Jossy's Giants is a children's footballing comedy drama that ran on BBC1 between 23 April 1986 and 8 April 1987. The show's plot centred on a boys' football team, the Glipton Grasshoppers, and their enthusiastic Geordie manager Joswell 'Jossy' Blair. The show was written by darts commentator and television personality Sid Waddell, himself a native of Newcastle upon Tyne. Ten episodes were made. The producer and director Edward Pugh later became an executive producer and ran the Children's Programmes Department at BBC Manchester. The theme music was written by Mike Amatt. Football scenes were shot at a since demolished Oldham Town FC site off Middleton Road, Chadderton, exterior scenes were shot in and around Stalybridge, and the studio material was shot at BBC Oxford Road.

==Cast==
Many of the child actors from the series have since left acting, although Jim Barclay, who played Jossy Blair, has appeared on My Family and Blessed. Julian Walsh, who played Harvey, has appeared in Sorted and The Street. Walsh was also the face of the Warburton's Bread TV advertising campaign in 2007.
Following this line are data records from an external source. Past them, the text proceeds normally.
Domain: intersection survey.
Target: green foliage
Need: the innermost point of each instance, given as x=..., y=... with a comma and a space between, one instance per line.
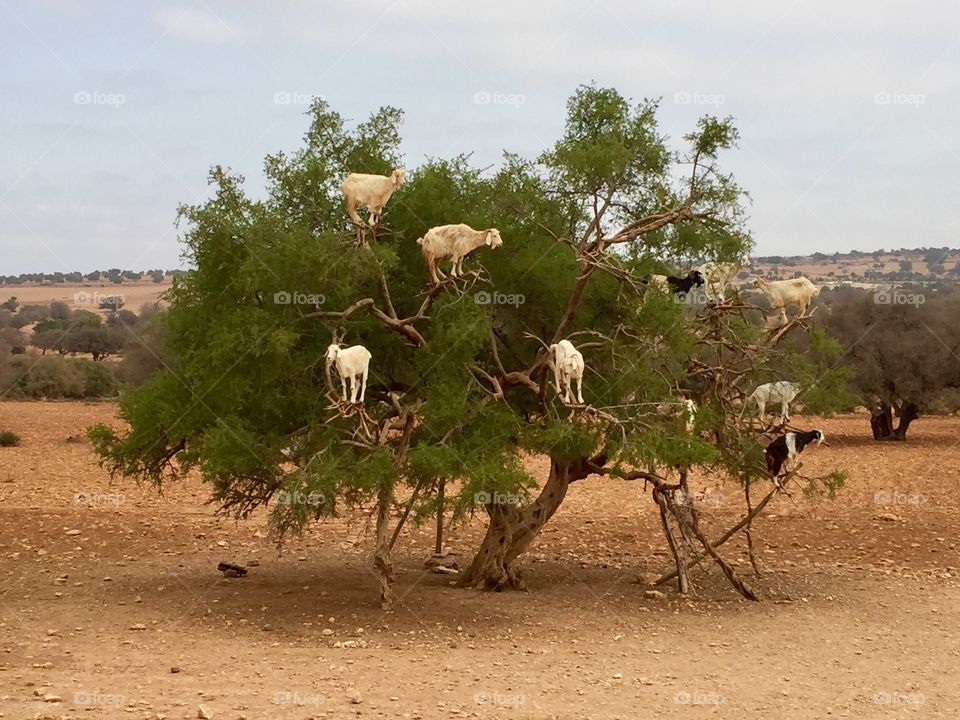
x=241, y=393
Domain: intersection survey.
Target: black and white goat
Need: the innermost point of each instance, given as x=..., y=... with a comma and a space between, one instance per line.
x=785, y=449
x=675, y=285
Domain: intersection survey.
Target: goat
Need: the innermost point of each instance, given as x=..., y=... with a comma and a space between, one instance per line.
x=454, y=242
x=781, y=293
x=781, y=391
x=685, y=409
x=785, y=449
x=373, y=191
x=718, y=275
x=352, y=363
x=677, y=285
x=567, y=363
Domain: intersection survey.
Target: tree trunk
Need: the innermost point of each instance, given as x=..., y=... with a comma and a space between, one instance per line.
x=512, y=528
x=382, y=563
x=881, y=421
x=908, y=413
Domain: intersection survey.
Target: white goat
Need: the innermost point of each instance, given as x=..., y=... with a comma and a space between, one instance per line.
x=689, y=414
x=718, y=275
x=370, y=190
x=352, y=363
x=781, y=391
x=567, y=363
x=454, y=242
x=781, y=293
x=685, y=409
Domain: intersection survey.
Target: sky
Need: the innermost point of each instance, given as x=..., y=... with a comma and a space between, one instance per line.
x=113, y=112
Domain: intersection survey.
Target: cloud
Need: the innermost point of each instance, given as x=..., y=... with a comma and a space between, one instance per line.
x=196, y=26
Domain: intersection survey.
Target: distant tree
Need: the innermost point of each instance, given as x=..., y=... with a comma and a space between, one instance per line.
x=100, y=341
x=59, y=310
x=903, y=354
x=111, y=302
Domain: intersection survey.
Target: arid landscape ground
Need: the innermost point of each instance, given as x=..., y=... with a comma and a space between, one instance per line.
x=111, y=605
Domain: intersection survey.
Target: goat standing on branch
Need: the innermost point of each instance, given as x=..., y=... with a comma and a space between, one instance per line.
x=454, y=242
x=784, y=451
x=781, y=293
x=372, y=191
x=567, y=363
x=781, y=391
x=353, y=363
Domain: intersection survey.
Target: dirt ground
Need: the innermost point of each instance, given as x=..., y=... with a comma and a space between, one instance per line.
x=111, y=605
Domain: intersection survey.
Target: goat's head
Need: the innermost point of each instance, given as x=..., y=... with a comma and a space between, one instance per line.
x=493, y=238
x=332, y=352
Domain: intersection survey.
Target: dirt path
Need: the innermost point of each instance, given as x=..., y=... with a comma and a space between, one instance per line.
x=104, y=589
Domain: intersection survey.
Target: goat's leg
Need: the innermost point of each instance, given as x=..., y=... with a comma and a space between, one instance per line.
x=352, y=211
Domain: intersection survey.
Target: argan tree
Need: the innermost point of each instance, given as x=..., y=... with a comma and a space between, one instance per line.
x=459, y=380
x=903, y=349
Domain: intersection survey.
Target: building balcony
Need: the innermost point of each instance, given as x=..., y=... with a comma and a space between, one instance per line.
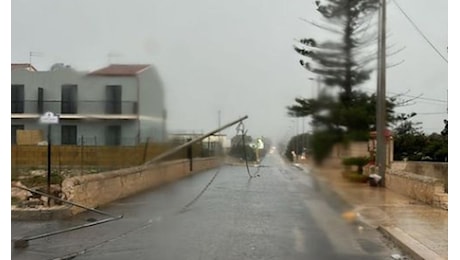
x=75, y=110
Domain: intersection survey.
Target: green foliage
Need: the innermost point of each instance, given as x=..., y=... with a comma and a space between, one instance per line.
x=411, y=143
x=355, y=177
x=339, y=63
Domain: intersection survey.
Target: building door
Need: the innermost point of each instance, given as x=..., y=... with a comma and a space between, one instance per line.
x=113, y=99
x=113, y=135
x=17, y=98
x=14, y=128
x=69, y=134
x=69, y=99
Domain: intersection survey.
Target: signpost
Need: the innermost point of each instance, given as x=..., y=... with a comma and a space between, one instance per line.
x=49, y=118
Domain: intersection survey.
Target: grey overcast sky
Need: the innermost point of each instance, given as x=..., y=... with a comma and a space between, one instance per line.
x=235, y=56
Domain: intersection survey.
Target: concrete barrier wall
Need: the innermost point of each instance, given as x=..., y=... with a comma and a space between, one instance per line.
x=102, y=188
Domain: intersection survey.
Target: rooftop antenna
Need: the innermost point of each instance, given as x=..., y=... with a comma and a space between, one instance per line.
x=34, y=54
x=112, y=55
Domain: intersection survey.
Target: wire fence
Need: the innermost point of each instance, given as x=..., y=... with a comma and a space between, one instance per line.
x=88, y=157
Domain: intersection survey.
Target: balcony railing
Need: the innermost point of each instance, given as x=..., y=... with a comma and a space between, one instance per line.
x=76, y=108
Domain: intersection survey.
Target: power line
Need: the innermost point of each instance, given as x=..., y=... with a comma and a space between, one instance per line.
x=411, y=96
x=419, y=31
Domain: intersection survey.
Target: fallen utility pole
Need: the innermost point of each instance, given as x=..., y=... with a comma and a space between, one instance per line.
x=178, y=148
x=24, y=242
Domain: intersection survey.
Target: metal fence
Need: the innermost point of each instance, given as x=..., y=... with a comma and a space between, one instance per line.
x=88, y=157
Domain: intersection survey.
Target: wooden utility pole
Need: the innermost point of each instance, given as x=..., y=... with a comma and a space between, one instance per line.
x=381, y=93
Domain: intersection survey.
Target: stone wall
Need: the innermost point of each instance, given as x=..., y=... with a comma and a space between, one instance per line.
x=438, y=170
x=100, y=189
x=418, y=187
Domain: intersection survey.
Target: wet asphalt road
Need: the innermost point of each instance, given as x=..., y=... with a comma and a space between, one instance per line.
x=283, y=213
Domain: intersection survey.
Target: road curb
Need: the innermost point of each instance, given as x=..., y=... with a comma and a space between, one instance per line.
x=408, y=244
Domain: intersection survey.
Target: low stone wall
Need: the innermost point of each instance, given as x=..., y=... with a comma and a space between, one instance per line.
x=94, y=190
x=438, y=170
x=100, y=189
x=422, y=188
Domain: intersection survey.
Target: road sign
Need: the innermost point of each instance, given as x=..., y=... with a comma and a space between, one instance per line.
x=49, y=118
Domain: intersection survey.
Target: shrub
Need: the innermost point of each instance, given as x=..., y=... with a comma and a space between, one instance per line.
x=355, y=177
x=360, y=162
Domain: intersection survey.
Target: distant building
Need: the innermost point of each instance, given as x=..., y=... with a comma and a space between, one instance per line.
x=120, y=104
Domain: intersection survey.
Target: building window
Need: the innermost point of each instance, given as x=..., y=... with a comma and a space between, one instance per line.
x=113, y=99
x=69, y=134
x=113, y=135
x=69, y=99
x=40, y=101
x=17, y=98
x=14, y=128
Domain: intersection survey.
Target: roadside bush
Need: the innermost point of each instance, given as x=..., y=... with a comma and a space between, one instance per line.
x=359, y=162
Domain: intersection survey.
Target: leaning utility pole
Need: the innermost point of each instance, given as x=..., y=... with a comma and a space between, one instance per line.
x=381, y=94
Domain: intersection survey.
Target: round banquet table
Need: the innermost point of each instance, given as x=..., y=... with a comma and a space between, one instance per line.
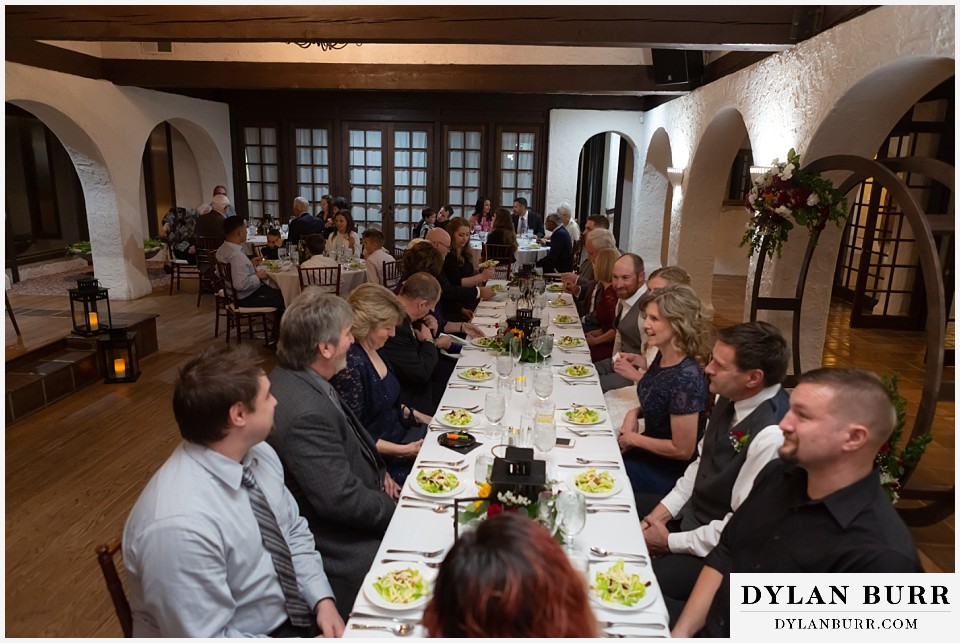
x=288, y=281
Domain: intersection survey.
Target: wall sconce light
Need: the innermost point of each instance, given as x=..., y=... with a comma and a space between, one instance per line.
x=756, y=171
x=675, y=175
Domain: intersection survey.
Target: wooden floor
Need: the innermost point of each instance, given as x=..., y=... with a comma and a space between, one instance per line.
x=74, y=470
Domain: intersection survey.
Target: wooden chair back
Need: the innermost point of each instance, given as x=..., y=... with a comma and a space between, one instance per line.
x=391, y=274
x=105, y=556
x=326, y=278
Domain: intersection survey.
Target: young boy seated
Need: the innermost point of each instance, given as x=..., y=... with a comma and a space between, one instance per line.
x=274, y=243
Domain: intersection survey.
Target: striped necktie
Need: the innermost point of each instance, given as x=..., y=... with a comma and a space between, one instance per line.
x=297, y=609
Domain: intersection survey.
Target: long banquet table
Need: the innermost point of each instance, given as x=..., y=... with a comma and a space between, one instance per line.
x=424, y=530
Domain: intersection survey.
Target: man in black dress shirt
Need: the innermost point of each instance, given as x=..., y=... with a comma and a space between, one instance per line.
x=820, y=507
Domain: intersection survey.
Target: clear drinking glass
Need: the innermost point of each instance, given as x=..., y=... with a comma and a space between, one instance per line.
x=494, y=407
x=572, y=514
x=543, y=382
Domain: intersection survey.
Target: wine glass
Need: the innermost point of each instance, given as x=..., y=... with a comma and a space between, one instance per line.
x=504, y=369
x=494, y=407
x=572, y=514
x=543, y=382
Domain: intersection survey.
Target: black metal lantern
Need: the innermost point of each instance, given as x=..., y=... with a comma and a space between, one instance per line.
x=86, y=307
x=121, y=361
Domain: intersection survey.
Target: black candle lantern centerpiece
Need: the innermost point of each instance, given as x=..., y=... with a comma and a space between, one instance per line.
x=89, y=315
x=121, y=361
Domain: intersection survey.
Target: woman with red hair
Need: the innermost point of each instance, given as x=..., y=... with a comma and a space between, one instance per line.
x=509, y=578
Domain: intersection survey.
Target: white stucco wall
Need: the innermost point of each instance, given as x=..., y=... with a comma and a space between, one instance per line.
x=104, y=128
x=840, y=92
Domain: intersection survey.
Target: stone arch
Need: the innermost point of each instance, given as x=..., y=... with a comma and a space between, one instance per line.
x=656, y=199
x=856, y=123
x=693, y=236
x=127, y=280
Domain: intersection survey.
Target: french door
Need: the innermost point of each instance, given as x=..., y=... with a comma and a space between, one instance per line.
x=388, y=175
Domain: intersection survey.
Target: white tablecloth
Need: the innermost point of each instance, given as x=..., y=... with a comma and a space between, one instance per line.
x=288, y=281
x=425, y=530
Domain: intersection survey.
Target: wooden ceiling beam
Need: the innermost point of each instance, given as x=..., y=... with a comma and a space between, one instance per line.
x=542, y=79
x=745, y=28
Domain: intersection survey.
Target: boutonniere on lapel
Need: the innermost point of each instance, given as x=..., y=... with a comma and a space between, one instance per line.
x=739, y=439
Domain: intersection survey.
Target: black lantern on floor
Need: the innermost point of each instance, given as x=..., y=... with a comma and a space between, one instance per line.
x=90, y=316
x=121, y=361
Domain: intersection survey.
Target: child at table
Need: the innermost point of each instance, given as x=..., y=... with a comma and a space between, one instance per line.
x=274, y=242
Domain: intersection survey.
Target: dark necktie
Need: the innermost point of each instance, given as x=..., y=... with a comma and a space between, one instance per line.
x=297, y=609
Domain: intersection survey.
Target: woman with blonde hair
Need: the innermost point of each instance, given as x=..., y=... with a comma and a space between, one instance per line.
x=672, y=392
x=369, y=387
x=604, y=306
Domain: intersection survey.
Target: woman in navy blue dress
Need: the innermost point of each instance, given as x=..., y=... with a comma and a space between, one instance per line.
x=369, y=387
x=672, y=391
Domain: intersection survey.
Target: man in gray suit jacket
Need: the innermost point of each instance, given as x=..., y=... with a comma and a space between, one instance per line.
x=330, y=461
x=748, y=364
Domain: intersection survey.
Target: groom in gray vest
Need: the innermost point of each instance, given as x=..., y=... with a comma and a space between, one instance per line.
x=748, y=364
x=628, y=282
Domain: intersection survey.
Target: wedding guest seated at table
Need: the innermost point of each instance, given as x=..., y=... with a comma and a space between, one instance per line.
x=628, y=281
x=274, y=243
x=509, y=578
x=428, y=219
x=302, y=222
x=502, y=232
x=369, y=387
x=315, y=245
x=331, y=462
x=819, y=508
x=482, y=219
x=748, y=363
x=672, y=392
x=346, y=239
x=198, y=543
x=374, y=255
x=248, y=280
x=604, y=310
x=457, y=300
x=560, y=256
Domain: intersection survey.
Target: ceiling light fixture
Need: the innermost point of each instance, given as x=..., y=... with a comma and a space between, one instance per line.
x=325, y=45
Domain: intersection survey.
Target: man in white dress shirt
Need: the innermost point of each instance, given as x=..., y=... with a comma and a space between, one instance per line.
x=215, y=545
x=375, y=255
x=748, y=365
Julie Foy, who played Tracey Gaunt, went on to appear in Press Gang and Coronation Street and acted on stage and in film. In 2017 Julie was Assistant Producer on the short film The Silent Child which won Best Live Action Short Film at the Academy Awards. Suzanne Hall, who appeared in four episodes as Harvey's girlfriend Opal, went on to appear in Hollyoaks.

===Cast===

| Character | Played by | Notes |
|---|---|---|
| Jossy Blair | Jim Barclay | Profligate manager of the Glipton Grasshoppers and fiancé to Glenda Fletcher |
| Albert Hanson | Christopher Burgess | Blair's assistant manager and business partner |
| Tracey Gaunt | Julie Foy | The Giants' number one fan |
| Bob Nelson | John Judd | Jack of all trades and father to Ross |
| Ross Nelson | Mark Gillard | Glipton's star turn |
| Ricky Sweet | Paul Kirkbright | Captain of the team |
| Harvey McGuinn | Julian Walsh | Goalkeeper |
| Glenn Rix | Stuart McGuinness | One of two outlandishly coiffured strikers |
| Ian 'Selly' Sellick | Ian Sheppard | As above |
| Wayne Chapman | Oliver Orr | Club stalwart |
| Daz | Lee Quarmby | Bright young thing |
| Cllr Glenda Fletcher | Jenny McCracken | Jossy Blair's fiancée |

==Releases==

Jossy's Giants was released on DVD in 2018 by Simply Media.